The Merits and Hazards of Two-Point Filtering

In my previous post, I defined Two-Point Filtering as the process of using an end-user feedback loop to train a spam filter without verification of the user classifications.  I borrowed the Web 2.0 term to refer to the greater community of people contributing to the filter as opposed to a narrower group of people (ie, spam analysts) training the filter.  There are a couple of big advantages to doing two-point filtering.

  1. The first, and major, advantage is that rather than having a small sample of people training the filter, you have a large community of people submitting to the feedback loop.  There is only so much time in a day that a small set of people (spam analysts) can spend training a filter and the large community allows a filter to utilize the leverage of many different sets of eyes coming across a much wider variety of spam.  A lot of people can train a filter faster than a few people can.
  2. Mistakes can correct themselves.  While some people may misclassify spam or ham, because of the user-feedback loop eventually a larger range of people will correctly classify the mail and the mistakes will fix themselves (or rather, users will correct each other).

These are two tremendous advantages that Two-Point filtering has.  Unfortunately, if it were that simple, the founders of Wikipedia never would have created Scholarpedia.  The difference between a filter that primarily relies on Two-Point filtering and one that relies on something else (or supplements it with something else) is the difference between a good spam filter and a great spam filter.

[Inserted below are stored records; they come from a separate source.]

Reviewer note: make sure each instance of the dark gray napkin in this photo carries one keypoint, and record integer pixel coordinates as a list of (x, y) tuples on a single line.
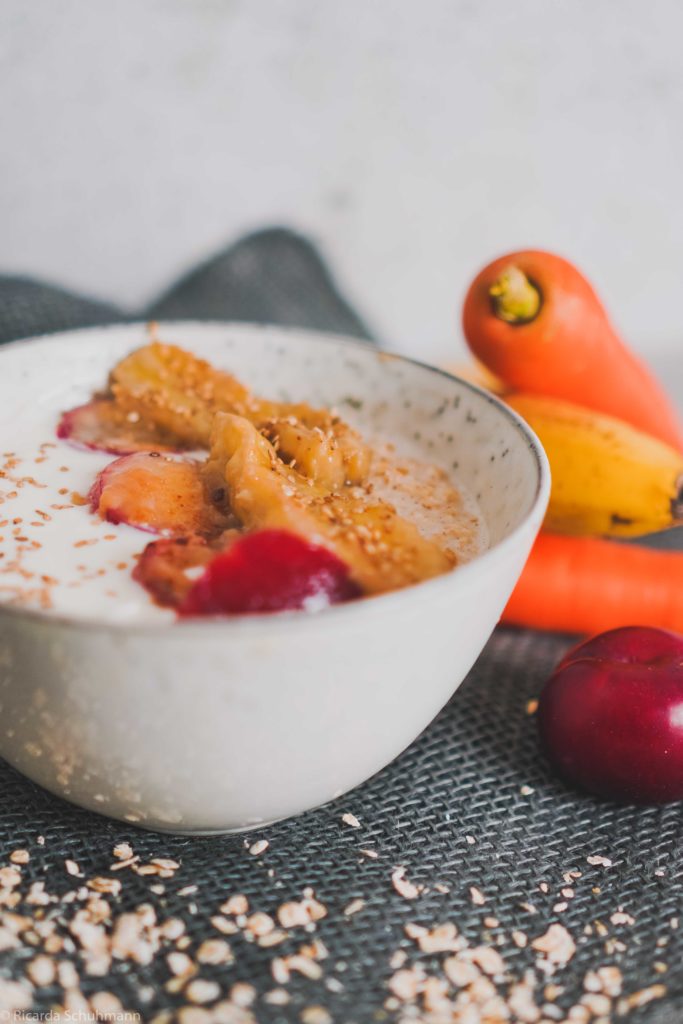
[(470, 804)]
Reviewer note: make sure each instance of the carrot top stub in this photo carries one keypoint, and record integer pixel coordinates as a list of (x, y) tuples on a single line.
[(535, 321), (514, 298)]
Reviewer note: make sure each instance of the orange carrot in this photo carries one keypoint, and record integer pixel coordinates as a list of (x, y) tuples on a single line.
[(582, 585), (535, 322)]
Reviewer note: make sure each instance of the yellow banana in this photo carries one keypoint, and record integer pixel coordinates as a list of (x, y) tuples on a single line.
[(607, 477)]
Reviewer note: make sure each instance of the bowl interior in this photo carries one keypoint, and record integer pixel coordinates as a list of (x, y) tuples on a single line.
[(427, 414)]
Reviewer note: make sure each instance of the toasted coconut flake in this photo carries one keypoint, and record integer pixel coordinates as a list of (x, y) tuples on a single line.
[(477, 896)]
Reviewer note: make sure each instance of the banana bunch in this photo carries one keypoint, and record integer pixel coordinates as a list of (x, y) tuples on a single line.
[(608, 479)]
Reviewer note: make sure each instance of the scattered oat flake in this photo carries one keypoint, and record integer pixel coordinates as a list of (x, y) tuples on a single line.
[(402, 886), (123, 851), (620, 918), (477, 896), (259, 847), (556, 945), (41, 971), (259, 924), (165, 863)]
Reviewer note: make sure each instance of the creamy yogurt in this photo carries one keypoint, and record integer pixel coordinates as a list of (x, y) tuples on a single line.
[(57, 556)]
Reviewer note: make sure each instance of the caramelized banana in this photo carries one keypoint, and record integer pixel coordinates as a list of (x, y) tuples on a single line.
[(384, 551), (179, 394)]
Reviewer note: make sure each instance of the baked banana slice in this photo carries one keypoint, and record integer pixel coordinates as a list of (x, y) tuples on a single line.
[(383, 550)]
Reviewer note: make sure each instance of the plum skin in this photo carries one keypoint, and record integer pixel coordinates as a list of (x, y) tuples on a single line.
[(610, 717)]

In this business, speed and accuracy count, and they count a lot .   While Two-Point filtering has an advantage of speed when it comes to initially classifying mail as spam, it suffers from the weaknesses of the misclassification of mail and the amount of time it takes to respond to that misclassification.  Most users want their spam to stay out of their inbox, but they find it even more important to keep valid mail out of their spam quarantine.  The one thing I've noticed about the general end-user community when it comes to classifying mail as spam and not-spam is that they are not particularly accurate.  Legitimate mail gets classified as spam (less often) and spam gets classified as non-spam (very often).  Thus, this misclassification would necessarily lead to errors and delays when it comes to accuracy - errors because the spam/non-spam trained on the wrong data, and delays in responding to the errors because the spam/non-spam has to retrain.  In the meantime, we get false positives (legitimate mail marked as spam) and false negatives (spam not detected as spam and delivered to the user's inbox).

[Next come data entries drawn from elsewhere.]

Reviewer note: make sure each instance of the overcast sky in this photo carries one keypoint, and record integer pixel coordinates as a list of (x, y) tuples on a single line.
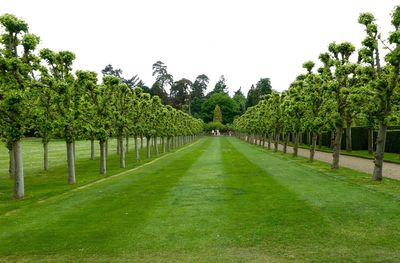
[(243, 40)]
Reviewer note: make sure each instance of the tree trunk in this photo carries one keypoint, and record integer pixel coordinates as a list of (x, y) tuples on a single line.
[(19, 170), (127, 144), (91, 149), (148, 147), (137, 155), (121, 152), (103, 159), (74, 148), (296, 143), (379, 152), (107, 149), (349, 143), (336, 147), (269, 142), (370, 141), (285, 143), (71, 163), (155, 146), (11, 164), (320, 141), (332, 140), (46, 156), (276, 142), (313, 146)]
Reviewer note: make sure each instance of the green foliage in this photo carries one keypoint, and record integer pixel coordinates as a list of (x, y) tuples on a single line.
[(220, 86), (255, 94), (215, 126), (228, 106), (217, 114)]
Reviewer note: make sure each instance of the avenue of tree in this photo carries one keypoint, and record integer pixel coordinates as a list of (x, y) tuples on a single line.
[(336, 96), (39, 93)]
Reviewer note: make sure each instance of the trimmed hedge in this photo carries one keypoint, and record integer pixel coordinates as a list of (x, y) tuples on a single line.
[(359, 137)]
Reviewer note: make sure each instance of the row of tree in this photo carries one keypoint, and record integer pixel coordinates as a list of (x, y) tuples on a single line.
[(335, 97), (190, 96), (39, 92)]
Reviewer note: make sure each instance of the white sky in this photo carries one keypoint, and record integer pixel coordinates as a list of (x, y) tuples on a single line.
[(243, 40)]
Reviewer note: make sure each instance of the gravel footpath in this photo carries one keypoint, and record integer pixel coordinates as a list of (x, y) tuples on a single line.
[(390, 170)]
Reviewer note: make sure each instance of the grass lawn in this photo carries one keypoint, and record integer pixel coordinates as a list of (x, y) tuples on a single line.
[(388, 157), (217, 200), (40, 185)]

It would be better if this community of classifiers paid much more attention to the accuracy rather than the speed of classification.  I've been doing this for a long time and I can classify mail as spam and non-spam very accurately.  I trust myself to do it properly more than I trust a person selected at random.  Thus, it would make more sense to select fewer people to classify the mail accurately than to simply throw all the mail into a self-training system without verifying that classification.  Accuracy counts!  I can't stress that enough.  In my opinion, it's better to make sure that your system is training on the correct data than to simply train it on anything without verifying the accuracy of that data.  Mistakes can be very expensive to correct and customers will notice.  There are tradeoffs between accuracy and speed but never forget that the former is incredibly important.

Some may simply reply "Oh, so what, a self-training system is fast and classifies mail quickly.  We can live with the initial inaccuracy because eventually the errors will correct themselves.  It's good enough."  I would agree that such a system may be good enough, but it would not be a great system. Great systems respond quickly and they are accurate; they are accurate from the very beginning.